GRAND RAPIDS, Mich. (WOOD) — A pastor who advocates for the LGBTQ+ community is suing Ottawa County, the Board of Commissioners and Board Chair Joe Moss for religious discrimination, saying Moss did not allow him to lead an invocation because Moss personally disagrees with the pastor’s religious beliefs, court documents show.
The complaint was filed Tuesday on behalf of the Rev. Jared Cramer, the priest at St. John’s Episcopal Church in Grand Haven.
Each commission meeting begins with an invocation or prayer, which is usually led by a church leader, according to the complaint.
Before 2023, various commissioners took turns choosing who would lead the invocation — but when Moss became chair, he alone began to choose who would lead the invocation, the complaint alleged.
The complaint accused Moss of only choosing people with similar religious beliefs as him to lead the invocation. Many invocations have included praise for the conservative group Ottawa Impact, which Moss co-founded, and all of Moss’ picks have been men, according to the lawsuit.
Cramer said he had previously led the invocation, before Moss became chair — but when Cramer reached out to Moss asking to do so again via both email and mail, he allegedly never heard back.
The complaint accused Moss of not responding because Moss disagrees with Cramer’s religious beliefs. Cramer said his church welcomes LGBTQ+ people, and he himself has consistently advocated for including the LGBTQ+ community in religious life.
Meanwhile, the complaint characterizes Moss as having “championed an anti-LGBTQ+ agenda as Chairperson” and having “dedicated some of his efforts (to) undoing the County’s efforts at inclusion.”

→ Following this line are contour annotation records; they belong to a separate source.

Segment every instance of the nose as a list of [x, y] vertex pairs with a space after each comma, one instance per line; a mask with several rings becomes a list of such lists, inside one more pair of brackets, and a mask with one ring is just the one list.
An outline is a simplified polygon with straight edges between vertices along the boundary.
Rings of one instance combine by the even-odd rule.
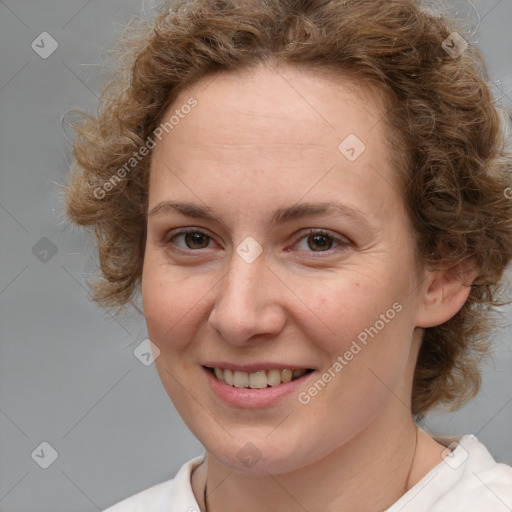
[[234, 252], [227, 274], [215, 287], [209, 325], [224, 341], [236, 346], [275, 337], [286, 322], [279, 302], [281, 287], [267, 267], [264, 253], [247, 263]]

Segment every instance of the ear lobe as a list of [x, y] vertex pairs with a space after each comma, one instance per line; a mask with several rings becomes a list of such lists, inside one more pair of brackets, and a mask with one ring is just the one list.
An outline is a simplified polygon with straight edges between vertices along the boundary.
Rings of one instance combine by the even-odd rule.
[[476, 276], [476, 265], [472, 259], [450, 268], [428, 271], [416, 326], [434, 327], [454, 317], [466, 302]]

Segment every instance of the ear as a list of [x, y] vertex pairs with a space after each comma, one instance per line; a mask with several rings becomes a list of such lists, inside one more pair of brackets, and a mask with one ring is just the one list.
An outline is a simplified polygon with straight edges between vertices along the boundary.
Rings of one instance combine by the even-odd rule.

The Board of Commissioners does not have a non-discriminatory policy that allows people of all religious beliefs to offer the invocation, per the complaint. Instead, Moss allegedly uses his personal beliefs to choose the leaders.
The complaint accused Moss, the board and the county of advancing one set of religious beliefs while excluding others, ultimately violating the First Amendment’s Establishment Clause.
The lawsuit requested that the Board of Commissioners establish a non-discrimination policy for choosing people to lead the invocations and allow Cramer to lead invocations, as well as pay punitive damages, reasonable attorney fees and other “just and equitable” relief.